Leviticus 7:22. And the Lord spoke to Moses, saying: Leviticus 7:23. Say to the people of Israel: You shall eat no fat of ox or sheep or goat. Leviticus 7:24. The fat of an animal that dies of itself and the fat of one that is torn by beasts may be put to any other use, but you shall not eat it. Leviticus 7:25. For whoever eats the fat of an animal that may be offered as a sacrifice to the Lord shall be cut off from his people. Leviticus 7:26. And you shall eat no blood of any creature in any of your dwellings, whether of bird or of beast. Leviticus 7:27. Whoever eats any blood shall be cut off from his people. The prohibition on the consumption of fat and blood as food is set forth in more extensive form than in Lev 3:17. The use of fat in crafts was not forbidden.

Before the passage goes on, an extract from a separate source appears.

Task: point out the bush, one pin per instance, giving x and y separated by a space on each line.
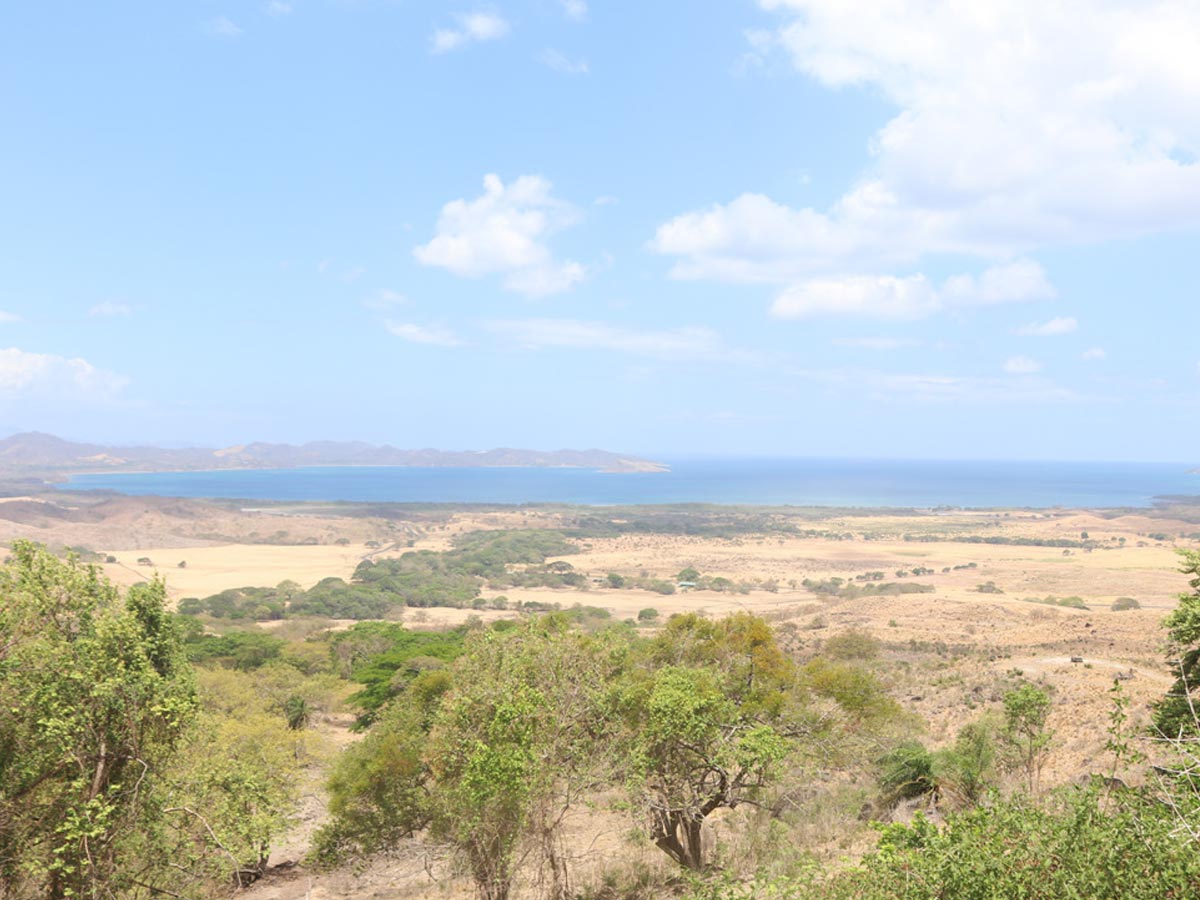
906 772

Leviticus 7:28. And the Lord spoke to Moses, saying: Leviticus 7:29. Speak to the people of Israel, saying: Whoever offers the sacrifice of his peace offering to the Lord shall bring his offering to the Lord from his sacrifice of peace offering; Leviticus 7:30. His own hands shall bring the offerings by fire to the Lord; the fat with the breast he shall bring that the breast may be waved as a wave offering before the Lord; Leviticus 7:31. The priest shall burn the fat on the altar, but the breast shall belong to Aaron and his sons; Leviticus 7:32. And the right thigh you shall give to the priest as an offering from your sacrifices of peace offering; Leviticus 7:33. From the sacrifices of your peace offerings, the one among the sons of Aaron who offers the blood and the fat shall have the right thigh as his portion; Leviticus 7:34. For the breast of the wave offering and the thigh of the offering I have taken from the people of Israel, from their sacrifices of peace offering, and have given them to Aaron the priest and to his sons as a perpetual due from the people of Israel. Leviticus 7:35. This is the portion of Aaron and the portion of his sons from the offerings of the Lord, from the day on which they were presented to the Lord to serve as priests, Leviticus 7:36. Which the Lord commanded to be given them by the people of Israel from the day of their anointing. This is a perpetual statute throughout their generations. – After a certain break (Lev 7:22-27) the regulations concerning peace offerings are concluded. Here the active participation of the offerer in the sacrifice is brought to the fore: he necessarily brought the sacrificial animal with his own hands, laid his hands on it, slaughtered it, probably cut the meat into pieces (all of this also took place in other bloody sacrifices), then together with the priest performed the symbolic ceremony of waving the breast before the Lord (Lev 7:30-32). This active participation of the offerer, besides its symbolic significance, had moral significance, in that it indicated the willing submission of the offerer to the law of the Lord, who provided the sacred tribe with a share or lot (such is the meaning of the Hebrew mischcham, Lev 7:35, imprecisely rendered in the LXX as: ἡ χρίσις, Slavic, “anointing”).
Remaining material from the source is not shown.